Install the frame buffer and clinfo if not already.
Code: Select all
apt-get install mali-fbdev clinfo
Code: Select all
mkdir /etc/OpenCL
mkdir /etc/OpenCL/vendors
echo "/usr/lib/arm-linux-gnueabihf/mali-egl/libOpenCL.so" > /etc/OpenCL/vendors/armocl.icd
Even though the OpenCL libraries and include files are not needed for clinfo, there is no standard location for their installation. I have read many things, but this post seemed to have the best handle on things but is dated. Here's specifically how to use the consensus locations that AMD, NVIDIA and INTEL follow(ed) for libraries and include files. No explicit references are then need to link to the OpenCL libraries.

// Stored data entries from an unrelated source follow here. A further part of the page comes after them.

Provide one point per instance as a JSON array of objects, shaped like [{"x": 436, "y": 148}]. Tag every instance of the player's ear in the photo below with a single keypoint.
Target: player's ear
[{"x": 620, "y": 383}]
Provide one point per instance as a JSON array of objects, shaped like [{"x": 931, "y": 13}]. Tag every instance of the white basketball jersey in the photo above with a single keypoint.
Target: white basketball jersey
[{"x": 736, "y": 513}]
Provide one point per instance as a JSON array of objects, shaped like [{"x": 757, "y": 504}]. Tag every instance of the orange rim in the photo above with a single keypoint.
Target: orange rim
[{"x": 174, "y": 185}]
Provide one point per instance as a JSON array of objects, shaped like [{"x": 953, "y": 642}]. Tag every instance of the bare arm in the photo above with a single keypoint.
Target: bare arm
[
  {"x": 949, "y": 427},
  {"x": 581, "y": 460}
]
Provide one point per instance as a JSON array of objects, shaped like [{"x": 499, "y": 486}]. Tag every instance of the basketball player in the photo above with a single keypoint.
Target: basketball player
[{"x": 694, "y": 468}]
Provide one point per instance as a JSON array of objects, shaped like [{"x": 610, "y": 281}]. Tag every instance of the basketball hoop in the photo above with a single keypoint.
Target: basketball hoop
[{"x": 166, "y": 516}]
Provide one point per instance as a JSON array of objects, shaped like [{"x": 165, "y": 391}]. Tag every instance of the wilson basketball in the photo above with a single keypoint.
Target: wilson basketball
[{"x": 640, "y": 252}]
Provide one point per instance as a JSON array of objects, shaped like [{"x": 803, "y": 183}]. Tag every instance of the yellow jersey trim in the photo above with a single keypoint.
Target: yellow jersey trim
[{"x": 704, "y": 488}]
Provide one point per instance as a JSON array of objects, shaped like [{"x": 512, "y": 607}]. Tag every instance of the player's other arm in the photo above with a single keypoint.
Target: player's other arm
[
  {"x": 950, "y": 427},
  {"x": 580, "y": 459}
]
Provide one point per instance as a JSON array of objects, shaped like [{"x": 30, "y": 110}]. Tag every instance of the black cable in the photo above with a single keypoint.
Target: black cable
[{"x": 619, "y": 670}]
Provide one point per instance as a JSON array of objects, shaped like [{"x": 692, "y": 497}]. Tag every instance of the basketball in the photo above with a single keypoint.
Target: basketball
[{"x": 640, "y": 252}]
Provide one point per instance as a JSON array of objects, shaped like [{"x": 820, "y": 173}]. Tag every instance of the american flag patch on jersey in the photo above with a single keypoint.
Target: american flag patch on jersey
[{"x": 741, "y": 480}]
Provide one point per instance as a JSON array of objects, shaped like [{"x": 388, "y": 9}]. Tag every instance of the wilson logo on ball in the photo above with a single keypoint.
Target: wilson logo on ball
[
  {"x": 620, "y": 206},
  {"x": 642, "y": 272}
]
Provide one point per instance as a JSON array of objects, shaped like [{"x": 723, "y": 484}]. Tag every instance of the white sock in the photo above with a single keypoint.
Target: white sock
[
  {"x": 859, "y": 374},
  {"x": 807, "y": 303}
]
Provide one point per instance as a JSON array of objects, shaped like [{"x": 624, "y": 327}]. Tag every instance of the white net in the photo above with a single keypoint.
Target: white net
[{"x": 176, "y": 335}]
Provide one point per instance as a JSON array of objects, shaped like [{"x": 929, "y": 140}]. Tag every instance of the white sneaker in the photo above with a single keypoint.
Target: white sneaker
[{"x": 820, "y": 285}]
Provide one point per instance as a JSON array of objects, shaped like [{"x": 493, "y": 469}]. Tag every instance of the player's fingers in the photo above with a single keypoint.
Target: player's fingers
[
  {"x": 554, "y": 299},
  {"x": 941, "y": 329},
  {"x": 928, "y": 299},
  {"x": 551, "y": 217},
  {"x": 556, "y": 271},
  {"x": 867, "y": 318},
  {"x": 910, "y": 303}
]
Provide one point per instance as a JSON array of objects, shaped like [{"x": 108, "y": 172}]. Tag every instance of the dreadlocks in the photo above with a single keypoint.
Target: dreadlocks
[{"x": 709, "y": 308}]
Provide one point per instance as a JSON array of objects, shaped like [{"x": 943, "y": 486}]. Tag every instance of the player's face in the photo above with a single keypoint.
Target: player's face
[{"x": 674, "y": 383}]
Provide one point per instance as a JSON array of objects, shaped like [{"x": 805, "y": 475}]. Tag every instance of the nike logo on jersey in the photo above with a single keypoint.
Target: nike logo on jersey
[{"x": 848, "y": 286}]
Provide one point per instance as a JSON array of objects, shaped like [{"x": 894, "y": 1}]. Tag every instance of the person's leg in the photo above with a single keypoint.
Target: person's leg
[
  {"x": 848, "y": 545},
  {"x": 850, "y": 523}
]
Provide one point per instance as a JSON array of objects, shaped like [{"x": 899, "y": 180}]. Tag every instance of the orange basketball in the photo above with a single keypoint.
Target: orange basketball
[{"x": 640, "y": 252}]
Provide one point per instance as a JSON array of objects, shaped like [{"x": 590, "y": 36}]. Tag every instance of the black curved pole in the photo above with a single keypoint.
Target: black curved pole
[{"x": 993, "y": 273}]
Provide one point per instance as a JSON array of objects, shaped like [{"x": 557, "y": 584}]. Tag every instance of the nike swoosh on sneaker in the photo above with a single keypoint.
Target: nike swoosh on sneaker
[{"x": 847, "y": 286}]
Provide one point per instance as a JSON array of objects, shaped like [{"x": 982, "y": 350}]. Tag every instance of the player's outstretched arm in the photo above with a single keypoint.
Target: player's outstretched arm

Download to ~/ latest or use existing ARM Computer Vision and Machine Learning library
https://github.com/ARM-software/ComputeLibrary
Code: Select all
cd /opt
tar -xvzf ~/arm_compute-v18.01-bin.tar.gz
cd ~/
rm arm_compute-v18.01-bin.tar.gz
Code: Select all
cp /opt/arm_compute-v18.01-bin/include/CL/* /usr/include/CL/
mkdir /usr/lib/OpenCL
mkdir /usr/lib/OpenCL/vendors
mkdir /usr/lib/OpenCL/vendors/arm
cp /opt/arm_compute-v18.01-bin/lib/linux-armv7a-cl/* /usr/lib/OpenCL/vendors/arm/
echo "/usr/lib/OpenCL/vendors/arm" > /etc/ld.so.conf.d/opencl-vendor-arm.conf
ldconfig
EDITED: Corrected information